Cognition is our ability to perceive, remember, analyze, problem-solve, and comprehend through our senses and  life experiences. Essentially, cognition refers to how we use our minds in everyday life. These abilities diminish as we age, which is known as cognitive decline.

In some cases, cognitive decline can lead to mild cognitive impairment, or MCI, which is impairment beyond normal cognitive decline but not quite dementia. It can also be an early indicator of more serious cognitive conditions like Alzheimer’s and other related dementias.

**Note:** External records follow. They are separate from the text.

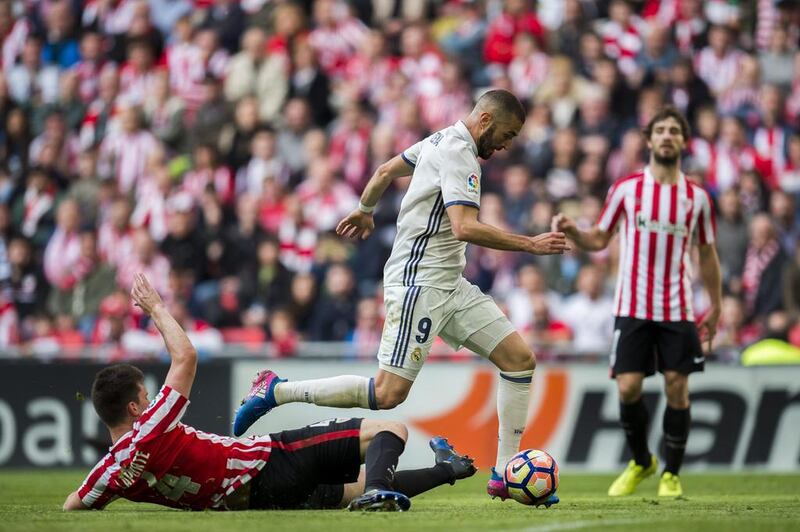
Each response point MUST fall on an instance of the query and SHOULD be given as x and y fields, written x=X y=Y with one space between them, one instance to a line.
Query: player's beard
x=666 y=160
x=485 y=148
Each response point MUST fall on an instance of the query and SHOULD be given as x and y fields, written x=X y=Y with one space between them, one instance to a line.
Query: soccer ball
x=531 y=476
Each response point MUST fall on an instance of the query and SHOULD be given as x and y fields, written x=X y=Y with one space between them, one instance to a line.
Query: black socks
x=416 y=481
x=634 y=420
x=381 y=459
x=676 y=432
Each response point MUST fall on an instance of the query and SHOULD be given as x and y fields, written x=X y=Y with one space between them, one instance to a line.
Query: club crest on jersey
x=657 y=226
x=473 y=184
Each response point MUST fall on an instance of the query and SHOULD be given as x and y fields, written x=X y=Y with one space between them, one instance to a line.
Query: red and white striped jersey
x=126 y=155
x=165 y=462
x=658 y=222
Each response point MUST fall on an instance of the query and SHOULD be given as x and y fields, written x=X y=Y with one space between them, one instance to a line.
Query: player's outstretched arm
x=467 y=228
x=181 y=351
x=359 y=223
x=712 y=280
x=594 y=239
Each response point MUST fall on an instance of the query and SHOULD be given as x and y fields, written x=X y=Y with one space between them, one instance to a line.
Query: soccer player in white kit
x=424 y=291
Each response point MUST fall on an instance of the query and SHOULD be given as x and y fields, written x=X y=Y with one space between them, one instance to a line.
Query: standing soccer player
x=660 y=212
x=424 y=291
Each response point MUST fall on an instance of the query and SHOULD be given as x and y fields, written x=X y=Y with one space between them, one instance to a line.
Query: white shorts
x=416 y=315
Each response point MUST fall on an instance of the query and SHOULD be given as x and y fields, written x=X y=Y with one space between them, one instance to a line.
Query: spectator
x=265 y=163
x=296 y=122
x=115 y=237
x=782 y=209
x=310 y=82
x=212 y=115
x=790 y=286
x=31 y=82
x=718 y=63
x=32 y=210
x=336 y=36
x=366 y=336
x=27 y=289
x=184 y=245
x=227 y=20
x=268 y=283
x=60 y=45
x=301 y=306
x=518 y=197
x=732 y=238
x=589 y=313
x=166 y=113
x=148 y=260
x=254 y=72
x=62 y=265
x=334 y=314
x=208 y=173
x=283 y=335
x=517 y=17
x=763 y=268
x=530 y=285
x=777 y=62
x=325 y=200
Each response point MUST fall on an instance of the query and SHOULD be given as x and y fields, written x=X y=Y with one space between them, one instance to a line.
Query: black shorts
x=644 y=346
x=309 y=466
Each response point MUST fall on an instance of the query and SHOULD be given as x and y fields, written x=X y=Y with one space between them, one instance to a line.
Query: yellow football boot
x=626 y=483
x=670 y=485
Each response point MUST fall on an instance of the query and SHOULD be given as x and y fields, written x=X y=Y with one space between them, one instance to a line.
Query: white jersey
x=446 y=172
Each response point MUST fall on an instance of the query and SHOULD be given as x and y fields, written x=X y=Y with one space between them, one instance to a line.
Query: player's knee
x=521 y=359
x=388 y=398
x=397 y=428
x=629 y=391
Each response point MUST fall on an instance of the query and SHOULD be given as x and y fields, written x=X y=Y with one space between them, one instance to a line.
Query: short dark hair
x=668 y=112
x=505 y=101
x=113 y=388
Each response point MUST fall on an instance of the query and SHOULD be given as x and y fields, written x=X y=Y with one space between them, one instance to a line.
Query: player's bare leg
x=448 y=468
x=677 y=418
x=635 y=419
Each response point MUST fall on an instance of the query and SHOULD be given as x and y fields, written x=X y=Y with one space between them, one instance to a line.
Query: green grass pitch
x=31 y=500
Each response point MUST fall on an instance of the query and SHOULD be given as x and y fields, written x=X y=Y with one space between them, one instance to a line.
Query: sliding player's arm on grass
x=360 y=223
x=709 y=267
x=183 y=365
x=712 y=279
x=183 y=356
x=467 y=228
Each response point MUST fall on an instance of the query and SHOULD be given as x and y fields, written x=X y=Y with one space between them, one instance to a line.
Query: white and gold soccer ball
x=531 y=476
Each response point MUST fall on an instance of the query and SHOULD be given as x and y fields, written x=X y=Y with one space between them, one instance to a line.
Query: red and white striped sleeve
x=161 y=416
x=97 y=491
x=706 y=221
x=613 y=209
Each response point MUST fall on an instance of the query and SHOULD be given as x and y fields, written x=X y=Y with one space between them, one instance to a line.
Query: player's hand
x=357 y=224
x=554 y=243
x=144 y=295
x=708 y=326
x=563 y=223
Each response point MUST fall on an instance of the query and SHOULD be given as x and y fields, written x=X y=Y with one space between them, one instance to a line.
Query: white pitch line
x=577 y=525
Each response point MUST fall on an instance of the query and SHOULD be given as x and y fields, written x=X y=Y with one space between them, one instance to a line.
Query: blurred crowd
x=215 y=144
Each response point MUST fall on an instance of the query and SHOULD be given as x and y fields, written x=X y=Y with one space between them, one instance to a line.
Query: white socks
x=344 y=391
x=513 y=394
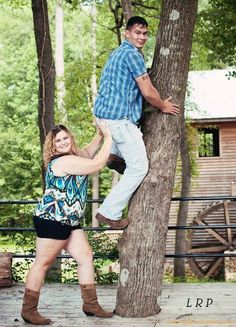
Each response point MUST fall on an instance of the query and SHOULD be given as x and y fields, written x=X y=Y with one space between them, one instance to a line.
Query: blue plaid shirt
x=119 y=96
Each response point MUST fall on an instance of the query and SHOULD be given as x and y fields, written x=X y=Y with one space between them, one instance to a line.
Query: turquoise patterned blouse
x=64 y=199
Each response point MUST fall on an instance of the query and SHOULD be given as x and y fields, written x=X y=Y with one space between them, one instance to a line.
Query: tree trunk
x=59 y=57
x=142 y=246
x=46 y=68
x=180 y=241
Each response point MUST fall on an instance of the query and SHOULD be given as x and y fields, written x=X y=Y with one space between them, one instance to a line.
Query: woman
x=57 y=217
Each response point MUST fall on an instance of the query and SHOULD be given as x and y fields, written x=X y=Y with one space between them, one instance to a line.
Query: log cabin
x=214 y=152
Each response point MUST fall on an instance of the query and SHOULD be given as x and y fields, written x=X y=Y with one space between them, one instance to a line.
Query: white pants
x=128 y=144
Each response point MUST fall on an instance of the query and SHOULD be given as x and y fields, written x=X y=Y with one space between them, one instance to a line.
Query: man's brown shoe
x=114 y=224
x=117 y=163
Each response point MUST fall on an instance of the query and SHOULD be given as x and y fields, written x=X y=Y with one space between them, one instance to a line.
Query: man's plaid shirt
x=119 y=96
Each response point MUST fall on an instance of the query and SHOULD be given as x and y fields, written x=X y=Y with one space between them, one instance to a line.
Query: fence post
x=5 y=269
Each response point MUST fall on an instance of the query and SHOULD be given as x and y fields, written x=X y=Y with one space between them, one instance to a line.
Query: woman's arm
x=76 y=165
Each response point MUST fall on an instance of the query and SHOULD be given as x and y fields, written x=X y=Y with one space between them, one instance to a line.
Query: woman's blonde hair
x=49 y=150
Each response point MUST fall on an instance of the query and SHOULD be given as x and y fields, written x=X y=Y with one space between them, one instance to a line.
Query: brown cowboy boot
x=29 y=309
x=117 y=163
x=114 y=224
x=91 y=307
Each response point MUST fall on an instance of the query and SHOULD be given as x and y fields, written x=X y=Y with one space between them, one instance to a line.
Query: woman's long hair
x=49 y=150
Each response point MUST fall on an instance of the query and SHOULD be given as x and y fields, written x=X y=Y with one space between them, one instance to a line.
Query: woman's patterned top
x=64 y=199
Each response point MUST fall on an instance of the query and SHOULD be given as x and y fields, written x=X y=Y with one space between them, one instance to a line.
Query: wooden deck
x=62 y=303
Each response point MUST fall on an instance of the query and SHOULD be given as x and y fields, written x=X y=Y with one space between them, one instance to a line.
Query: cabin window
x=209 y=142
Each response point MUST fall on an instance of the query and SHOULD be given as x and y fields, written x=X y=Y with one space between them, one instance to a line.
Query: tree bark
x=142 y=246
x=46 y=68
x=59 y=57
x=180 y=241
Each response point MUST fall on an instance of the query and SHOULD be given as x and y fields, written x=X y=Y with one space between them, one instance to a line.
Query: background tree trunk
x=59 y=57
x=142 y=246
x=46 y=68
x=180 y=241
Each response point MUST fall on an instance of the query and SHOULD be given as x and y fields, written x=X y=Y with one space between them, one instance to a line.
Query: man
x=124 y=82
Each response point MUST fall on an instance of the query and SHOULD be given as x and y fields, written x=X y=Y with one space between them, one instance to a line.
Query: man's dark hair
x=136 y=20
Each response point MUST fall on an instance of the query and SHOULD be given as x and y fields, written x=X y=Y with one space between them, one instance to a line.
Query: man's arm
x=152 y=96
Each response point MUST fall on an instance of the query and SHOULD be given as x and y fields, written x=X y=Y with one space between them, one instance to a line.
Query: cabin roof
x=214 y=94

Even at an age you wouldn’t consider old, you may start to notice that it’s harder to learn new things or remember what you need to remember. Your doctor may tell you that this is a normal part of the aging process, or if it seems premature, you may be sent for testing.

People may address mild cognitive decline or attempt to prevent it using targeted supplements and lifestyle changes.

Subjective Cognitive Decline (SCD)

As cognition begins to decline, an individual may notice increased instances of confusion or memory loss. Self-reported cases of these symptoms are typically referred to as subjective cognitive decline, or SCD.[1]https://www.cdc.gov/aging/data/subjective-cognitive-decline-brief.html SCD is not a formal diagnosis from a medical professional, but it can lead to an official diagnosis after an evaluation. SCD refers to confusion or memory loss that is increasing in frequency or worsening over the course of approximately 12 months.

Mild Cognitive Impairment

MCI symptoms are not nearly as severe as those associated with dementia, but they can still be cause for concern.[2]https://www.nia.nih.gov/health/what-mild-cognitive-impairment Mild cognitive impairment typically manifests as forgetfulness, such as losing things and missing scheduled commitments.

Individuals with MCI may also struggle harder than others their age to come up with certain words, have some difficulty with movement, or experience problems with their sense of smell.